Let $P(z)=a_d z^d+\dots+ a_1z+a_0$ be a polynomial with complex coefficients. The $reverse$ of $P$ is defined by $$P^*(z)=\overline{a_0}z^d+\overline{a_1}z^{d-1}+\dots+\overline{a_d}$$(a) Prove that $$P^*(z)=z^d \overline{ P\left( \frac{1}{\overline{z}} \right) } $$(b) Let $m$ be a positive integer and let $q(z)$ be a monic nonconstant polynomial with complex coefficients. Suppose that all roots of $q(z)$ lie inside or on the unit circle. Prove that all roots of the polynomial $$Q(z)=z^m q(z)+ q^*(z)$$lie on the unit circle.
Problem
Source: Iran 3rd round-2017-Algebra final exam-P2
Tags: algebra, polynomial, complex numbers, Iran
02.09.2017 14:44
Amin12 wrote: Let $P(z)=a_d z^d+\dots+ a_1z+a_0$ be a polynomial with complex coefficients. The $reverse$ of $P$ is defined by $$P^*(z)=\overline{a_0}z^d+\overline{a_1}z^{d-1}+\dots+\overline{a_d}$$(a) Prove that $$P^*(z)=z^d \overline{ P\left( \frac{1}{\overline{z}} \right) } $$(b) Let $m$ be a positive integer and let $q(z)$ be a nonconstant polynomial with complex coefficients. Suppose that all roots of $q(z)$ lie inside or on the unit circle.

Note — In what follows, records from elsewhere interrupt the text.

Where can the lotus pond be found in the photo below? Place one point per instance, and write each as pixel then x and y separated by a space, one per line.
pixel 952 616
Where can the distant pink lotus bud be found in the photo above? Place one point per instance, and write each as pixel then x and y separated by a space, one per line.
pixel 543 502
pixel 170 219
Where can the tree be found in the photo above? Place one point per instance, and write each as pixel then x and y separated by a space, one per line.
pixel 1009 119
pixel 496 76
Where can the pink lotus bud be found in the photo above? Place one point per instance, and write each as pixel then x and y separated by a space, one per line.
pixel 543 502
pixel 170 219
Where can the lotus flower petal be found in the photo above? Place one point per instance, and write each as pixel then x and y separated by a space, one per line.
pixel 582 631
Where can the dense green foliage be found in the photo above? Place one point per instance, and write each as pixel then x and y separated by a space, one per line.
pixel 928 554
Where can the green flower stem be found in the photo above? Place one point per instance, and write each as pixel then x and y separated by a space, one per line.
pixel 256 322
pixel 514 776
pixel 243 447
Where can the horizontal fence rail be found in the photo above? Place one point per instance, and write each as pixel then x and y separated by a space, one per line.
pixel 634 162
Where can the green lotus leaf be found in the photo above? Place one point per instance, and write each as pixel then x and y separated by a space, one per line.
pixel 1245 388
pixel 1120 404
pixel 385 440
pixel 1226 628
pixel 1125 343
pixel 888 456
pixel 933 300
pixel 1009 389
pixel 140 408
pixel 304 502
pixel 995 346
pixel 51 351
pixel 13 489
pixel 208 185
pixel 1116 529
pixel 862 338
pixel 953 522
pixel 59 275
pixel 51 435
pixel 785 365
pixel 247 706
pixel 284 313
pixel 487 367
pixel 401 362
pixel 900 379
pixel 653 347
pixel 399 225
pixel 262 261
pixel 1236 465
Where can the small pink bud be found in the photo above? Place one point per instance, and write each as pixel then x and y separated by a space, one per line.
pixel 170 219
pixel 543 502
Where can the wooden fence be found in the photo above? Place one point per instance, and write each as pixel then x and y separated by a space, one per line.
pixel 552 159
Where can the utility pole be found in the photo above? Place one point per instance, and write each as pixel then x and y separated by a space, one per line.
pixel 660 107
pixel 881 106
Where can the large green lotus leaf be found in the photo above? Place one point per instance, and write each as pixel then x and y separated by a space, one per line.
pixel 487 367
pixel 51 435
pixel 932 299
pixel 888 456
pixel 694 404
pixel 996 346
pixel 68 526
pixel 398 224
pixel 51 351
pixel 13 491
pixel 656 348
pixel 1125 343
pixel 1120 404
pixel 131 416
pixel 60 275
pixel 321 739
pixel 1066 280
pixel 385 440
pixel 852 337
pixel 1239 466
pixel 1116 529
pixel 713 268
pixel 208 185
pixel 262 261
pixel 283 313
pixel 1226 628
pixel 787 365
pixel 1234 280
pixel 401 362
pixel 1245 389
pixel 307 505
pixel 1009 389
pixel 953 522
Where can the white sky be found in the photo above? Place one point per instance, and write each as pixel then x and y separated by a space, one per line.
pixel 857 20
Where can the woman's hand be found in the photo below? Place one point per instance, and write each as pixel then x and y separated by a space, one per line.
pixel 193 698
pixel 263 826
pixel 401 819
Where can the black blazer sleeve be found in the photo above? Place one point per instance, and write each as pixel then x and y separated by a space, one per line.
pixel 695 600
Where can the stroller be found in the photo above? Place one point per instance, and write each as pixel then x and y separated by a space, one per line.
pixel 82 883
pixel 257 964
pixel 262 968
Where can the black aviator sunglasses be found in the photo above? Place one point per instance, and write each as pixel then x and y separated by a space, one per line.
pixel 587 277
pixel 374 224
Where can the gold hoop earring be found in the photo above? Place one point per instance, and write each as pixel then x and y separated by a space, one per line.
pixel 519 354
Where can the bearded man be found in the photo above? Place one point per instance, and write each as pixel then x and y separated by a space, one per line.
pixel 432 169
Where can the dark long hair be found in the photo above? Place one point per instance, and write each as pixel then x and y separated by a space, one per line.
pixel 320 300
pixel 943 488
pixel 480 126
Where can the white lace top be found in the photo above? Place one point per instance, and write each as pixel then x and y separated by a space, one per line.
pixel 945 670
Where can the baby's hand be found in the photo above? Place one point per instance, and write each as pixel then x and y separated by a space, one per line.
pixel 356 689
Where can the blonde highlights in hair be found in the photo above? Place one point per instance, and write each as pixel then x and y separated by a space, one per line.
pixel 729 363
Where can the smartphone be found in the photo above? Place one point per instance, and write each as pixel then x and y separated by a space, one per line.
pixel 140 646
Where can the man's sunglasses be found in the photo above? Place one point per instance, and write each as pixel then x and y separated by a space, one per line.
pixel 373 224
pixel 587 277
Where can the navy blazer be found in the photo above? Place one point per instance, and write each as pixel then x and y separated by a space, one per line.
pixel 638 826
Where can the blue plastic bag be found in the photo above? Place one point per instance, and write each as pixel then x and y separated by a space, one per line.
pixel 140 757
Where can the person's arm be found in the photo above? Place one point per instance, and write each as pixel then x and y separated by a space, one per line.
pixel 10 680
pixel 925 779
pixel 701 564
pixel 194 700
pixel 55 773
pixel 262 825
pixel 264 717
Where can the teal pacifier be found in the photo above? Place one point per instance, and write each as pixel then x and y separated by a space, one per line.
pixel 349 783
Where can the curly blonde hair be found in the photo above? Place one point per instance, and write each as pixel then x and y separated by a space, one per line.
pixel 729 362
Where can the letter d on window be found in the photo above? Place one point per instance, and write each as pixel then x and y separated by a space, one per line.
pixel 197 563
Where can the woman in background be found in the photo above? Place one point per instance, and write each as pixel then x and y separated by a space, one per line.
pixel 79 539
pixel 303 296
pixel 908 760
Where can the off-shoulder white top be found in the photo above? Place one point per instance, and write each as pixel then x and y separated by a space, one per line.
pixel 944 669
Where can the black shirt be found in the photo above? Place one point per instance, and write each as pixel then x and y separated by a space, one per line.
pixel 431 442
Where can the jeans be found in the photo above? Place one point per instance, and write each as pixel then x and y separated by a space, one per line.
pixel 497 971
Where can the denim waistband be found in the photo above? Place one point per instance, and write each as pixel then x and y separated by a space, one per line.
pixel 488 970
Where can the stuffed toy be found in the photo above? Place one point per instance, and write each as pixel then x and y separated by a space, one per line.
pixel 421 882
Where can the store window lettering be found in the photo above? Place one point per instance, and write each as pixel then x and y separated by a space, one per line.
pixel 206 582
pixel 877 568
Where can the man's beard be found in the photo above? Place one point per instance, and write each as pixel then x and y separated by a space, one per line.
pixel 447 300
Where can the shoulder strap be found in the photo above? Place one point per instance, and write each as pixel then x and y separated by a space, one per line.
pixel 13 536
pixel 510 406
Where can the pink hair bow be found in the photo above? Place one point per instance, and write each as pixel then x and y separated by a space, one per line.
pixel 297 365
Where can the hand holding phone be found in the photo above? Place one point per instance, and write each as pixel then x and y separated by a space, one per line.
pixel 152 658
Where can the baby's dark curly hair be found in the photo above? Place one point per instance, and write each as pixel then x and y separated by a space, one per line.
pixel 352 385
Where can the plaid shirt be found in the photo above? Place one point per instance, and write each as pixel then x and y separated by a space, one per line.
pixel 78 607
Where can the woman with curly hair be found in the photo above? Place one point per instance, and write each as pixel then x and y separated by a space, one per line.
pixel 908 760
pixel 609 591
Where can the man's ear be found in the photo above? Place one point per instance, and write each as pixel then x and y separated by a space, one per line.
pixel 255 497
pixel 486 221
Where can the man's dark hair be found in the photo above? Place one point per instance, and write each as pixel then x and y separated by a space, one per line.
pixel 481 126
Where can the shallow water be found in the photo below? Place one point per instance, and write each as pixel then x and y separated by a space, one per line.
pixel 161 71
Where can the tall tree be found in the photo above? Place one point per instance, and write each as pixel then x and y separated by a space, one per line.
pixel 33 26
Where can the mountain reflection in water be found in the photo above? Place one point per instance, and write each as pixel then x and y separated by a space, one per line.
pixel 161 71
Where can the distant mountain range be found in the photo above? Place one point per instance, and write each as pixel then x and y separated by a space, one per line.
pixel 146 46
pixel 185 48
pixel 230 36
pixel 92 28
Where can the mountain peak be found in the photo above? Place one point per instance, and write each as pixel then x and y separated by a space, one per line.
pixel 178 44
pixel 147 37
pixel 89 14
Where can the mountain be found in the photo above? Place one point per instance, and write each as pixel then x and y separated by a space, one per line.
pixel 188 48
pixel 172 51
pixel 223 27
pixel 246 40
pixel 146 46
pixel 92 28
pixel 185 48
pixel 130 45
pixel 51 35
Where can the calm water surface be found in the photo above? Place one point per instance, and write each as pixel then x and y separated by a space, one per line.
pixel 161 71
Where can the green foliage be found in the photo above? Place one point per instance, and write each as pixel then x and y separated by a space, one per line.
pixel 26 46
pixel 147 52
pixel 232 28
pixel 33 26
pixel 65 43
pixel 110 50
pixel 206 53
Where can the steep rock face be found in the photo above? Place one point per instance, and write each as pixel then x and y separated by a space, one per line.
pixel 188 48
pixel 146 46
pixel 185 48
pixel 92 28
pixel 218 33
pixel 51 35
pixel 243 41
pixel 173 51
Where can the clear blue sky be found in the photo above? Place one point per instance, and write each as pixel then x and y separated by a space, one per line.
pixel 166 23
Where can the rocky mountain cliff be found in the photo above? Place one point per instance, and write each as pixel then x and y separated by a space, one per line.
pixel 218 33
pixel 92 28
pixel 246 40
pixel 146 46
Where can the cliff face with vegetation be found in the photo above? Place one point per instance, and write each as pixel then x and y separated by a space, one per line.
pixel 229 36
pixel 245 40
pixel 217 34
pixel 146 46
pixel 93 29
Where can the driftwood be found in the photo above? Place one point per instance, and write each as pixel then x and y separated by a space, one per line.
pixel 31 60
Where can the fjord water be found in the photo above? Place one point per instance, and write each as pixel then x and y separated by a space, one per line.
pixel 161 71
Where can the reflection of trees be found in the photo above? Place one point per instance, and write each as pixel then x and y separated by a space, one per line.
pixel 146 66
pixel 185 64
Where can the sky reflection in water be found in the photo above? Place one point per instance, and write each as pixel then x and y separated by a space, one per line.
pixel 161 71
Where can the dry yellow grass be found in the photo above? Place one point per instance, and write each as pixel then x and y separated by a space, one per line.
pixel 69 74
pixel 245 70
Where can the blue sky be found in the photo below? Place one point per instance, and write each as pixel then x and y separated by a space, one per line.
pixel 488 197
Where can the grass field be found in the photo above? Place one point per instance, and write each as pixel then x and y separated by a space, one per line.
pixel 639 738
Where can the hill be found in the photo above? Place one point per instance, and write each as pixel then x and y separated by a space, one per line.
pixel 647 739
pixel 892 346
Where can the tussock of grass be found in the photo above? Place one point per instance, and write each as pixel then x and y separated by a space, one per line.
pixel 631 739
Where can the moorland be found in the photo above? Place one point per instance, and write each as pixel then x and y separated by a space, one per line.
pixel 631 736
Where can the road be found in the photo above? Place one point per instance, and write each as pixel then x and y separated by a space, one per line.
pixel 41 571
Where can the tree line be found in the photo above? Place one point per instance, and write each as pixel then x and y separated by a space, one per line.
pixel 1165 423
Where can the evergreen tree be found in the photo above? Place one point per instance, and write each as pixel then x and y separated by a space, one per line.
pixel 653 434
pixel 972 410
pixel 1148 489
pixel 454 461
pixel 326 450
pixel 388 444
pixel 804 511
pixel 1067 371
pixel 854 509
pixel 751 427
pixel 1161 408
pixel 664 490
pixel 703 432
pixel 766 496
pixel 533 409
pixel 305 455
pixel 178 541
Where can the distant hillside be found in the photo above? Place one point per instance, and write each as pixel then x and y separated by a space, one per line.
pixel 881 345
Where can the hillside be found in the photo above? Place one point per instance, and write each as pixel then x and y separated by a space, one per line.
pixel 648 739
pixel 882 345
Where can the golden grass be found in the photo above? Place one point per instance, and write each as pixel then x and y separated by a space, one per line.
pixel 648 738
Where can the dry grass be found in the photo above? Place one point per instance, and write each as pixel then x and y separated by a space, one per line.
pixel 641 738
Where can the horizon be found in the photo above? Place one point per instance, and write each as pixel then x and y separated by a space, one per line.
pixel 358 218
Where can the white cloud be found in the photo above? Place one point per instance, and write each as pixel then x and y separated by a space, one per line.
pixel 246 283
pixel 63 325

Prove that all roots of the polynomial $$Q(z)=z^m q(z)+ q^*(z)$$lie on the unit circle. (a) this is obvious: $\overline{ P\left( \frac{1}{\overline{z}} \right) } = \bar{a_0}+\bar{a_1} \frac{1}{z}+...+ \bar {a_d} \frac {1}{z^d} \implies P^*(z)=z^d \overline{ P\left( \frac{1}{\overline{z}} \right) }$ (b)(Note: we should have $q(0) \not = 0$.) write $q(x)=(x-z_1)...(x-z_n)$ where $|z_i| \le 1$. from (a) we have $q^{*}(x)=x^n \overline{ q\left( \frac{1}{\overline{x}} \right) }=x^n(\frac{1}{x}-\bar{z_1})...(\frac{1}{x}-\bar{z_n})$ $\implies q^*(x)=(1-x\bar{z_1})...(1-x\bar{z_n})$. if $Q(z)=0$ for some complex $z$; then we have:$$z^{m}q(z)=-q^*(z) \iff z^m(z-z_1)...(z-z_n)=-(1-z\bar{z_1})...(1-z\bar{z_n}) \implies |z^m(z-z_1)...(z-z_n)|=|(1-z\bar{z_1})...(1-z\bar{z_n})|(*)$$we can't have $z=0$; otherwise the $LHS$ of $(*)$ is zero, while the $RHS$ is equal to 1. if $z=z_i$ from $(*)$ we get $1-z \bar{z_j}=0$, therefore $1=z_i \bar{z_j}$ which means $|z_i|=|z_j|=1$ so $|z|=|z_i|=1$. So assume $z \not= z_i ,1\le i \le n$. We have 2 cases: case 1. $|z| \geq 1$ We will prove the following inequality : $$|z-z_i| \geq |1- \bar {z_i}z|(**)$$proof. it is sufficient to prove $(z-z_i)(\bar{z}-\bar{z_i}) \geq (1- \bar{z_i} z)(1- \bar{z} z_i) \iff |z|^2+|z_i|^2\geq 1+|z|^2|z_i|^2 \iff (|z|^2-1)(1-|z_i|^2)\geq 0$ which is true. from $(*),(**)$ we have: $|z^m|= \frac {1-z\bar{z_1}}{z-z_1}...\frac{1-z\bar{z_n}}{z-z_n}\le 1.$So we have $|z| \le 1$, but we knew $|z|\geq 1$, Thus $|z|=1$ case 2. $|z| \le 1$ prove the following inequality, every thing is similar to case 1:$$|z-z_i| \le |1- \bar {z_i}z|$$